HP to sack up to six thousand staff under AI adoption plan, fresh round of cost-cutting

Summary

HP Inc has announced a new cost‑cutting programme that could result in 4,000–6,000 job losses as the company accelerates AI adoption to streamline operations. CEO Enrique Lores unveiled the initiative alongside Q4 results, saying the firm has a “line of sight” to roughly $1 billion of gross run‑rate savings over three years by applying AI across product development, customer service and operational processes.

The announcement follows HP’s recent “future‑ready” savings programme (2022–2025) that exceeded its $1.4 billion target. HP also reported strong PC sales in Q4 — personal systems revenue reached $10.8 billion, up 8% year‑on‑year — while printing revenue slipped and full‑year net earnings fell despite a 4.2% rise in revenue to $55.3 billion.

Key Points

  • HP plans to cut between 4,000 and 6,000 roles as part of a company‑wide AI enablement programme.
  • The firm expects to drive approximately $1 billion of gross run‑rate savings over three years across R&D, customer service and operations.
  • HP cites internal gains from AI PCs and curated applications, claiming ~16% productivity improvements in some teams.
  • Q4 personal systems revenue rose to $10.8bn (up 8% YoY); printing revenue declined 4% to $4.3bn.
  • Full‑year revenue was $55.3bn (up 4.2% YoY), but net earnings and EPS declined.
  • HP warned that accelerating memory price rises (memory = 15–18% of a typical PC’s cost) will pressure margins in H2 of the next financial year.
  • Planned responses to memory cost pressure include qualifying lower‑cost suppliers, redesigning product lines for reduced memory configurations and selective price increases.

Context and Relevance

This move sits squarely in the current industry trend of using AI not only to add features but to cut costs and automate roles. For hardware vendors already operating thin margins, swapping labour for AI and redesigning product specs to manage component inflation (here, DRAM) is a two‑front response: short‑term margin defence and medium‑term efficiency gains.

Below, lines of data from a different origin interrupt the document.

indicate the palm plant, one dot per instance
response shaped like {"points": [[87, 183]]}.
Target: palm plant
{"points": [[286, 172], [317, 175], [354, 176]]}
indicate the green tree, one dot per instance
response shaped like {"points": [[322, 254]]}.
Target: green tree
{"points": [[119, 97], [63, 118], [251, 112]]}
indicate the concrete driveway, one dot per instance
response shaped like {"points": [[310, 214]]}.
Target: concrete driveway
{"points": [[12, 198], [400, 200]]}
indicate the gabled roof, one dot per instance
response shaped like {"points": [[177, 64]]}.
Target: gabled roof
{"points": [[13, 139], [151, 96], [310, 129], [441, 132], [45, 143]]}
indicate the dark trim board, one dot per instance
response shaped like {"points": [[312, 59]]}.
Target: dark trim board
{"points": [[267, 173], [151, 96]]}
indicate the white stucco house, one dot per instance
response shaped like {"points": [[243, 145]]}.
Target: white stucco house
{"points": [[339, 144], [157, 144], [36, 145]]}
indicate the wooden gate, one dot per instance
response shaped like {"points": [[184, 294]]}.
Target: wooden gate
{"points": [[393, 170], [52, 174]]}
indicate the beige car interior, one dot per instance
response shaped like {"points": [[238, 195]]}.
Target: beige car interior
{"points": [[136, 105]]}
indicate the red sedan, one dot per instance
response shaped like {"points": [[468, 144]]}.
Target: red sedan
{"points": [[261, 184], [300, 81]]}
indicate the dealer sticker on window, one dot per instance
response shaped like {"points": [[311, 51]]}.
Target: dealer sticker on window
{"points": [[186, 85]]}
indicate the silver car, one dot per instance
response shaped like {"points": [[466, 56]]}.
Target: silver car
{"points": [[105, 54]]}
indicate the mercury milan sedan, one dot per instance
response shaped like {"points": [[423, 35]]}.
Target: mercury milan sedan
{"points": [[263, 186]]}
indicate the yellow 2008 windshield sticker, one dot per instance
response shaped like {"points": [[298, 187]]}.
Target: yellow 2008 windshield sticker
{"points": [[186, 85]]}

For readers tracking labour impact, enterprise AI adoption, or supply‑chain inflation (memory markets), HP’s plan is a notable example of how big PC vendors are balancing growth, profitability and component shortages.

Why should I read this?

Because it’s immediate and messy: big tech firm says it’s axing thousands and blaming AI + memory costs. If you care about jobs, PC pricing, or how AI is being sold internally as a productivity miracle — this explains where HP is placing its bets and what it might mean for customers and staff.

Author style

Punchy: this is a significant corporate pivot — HP is turning AI into a major cost lever. Read the detail if you want to understand how a mainstream hardware vendor plans to protect margins and where the pain points (jobs, memory costs, product redesign) will fall.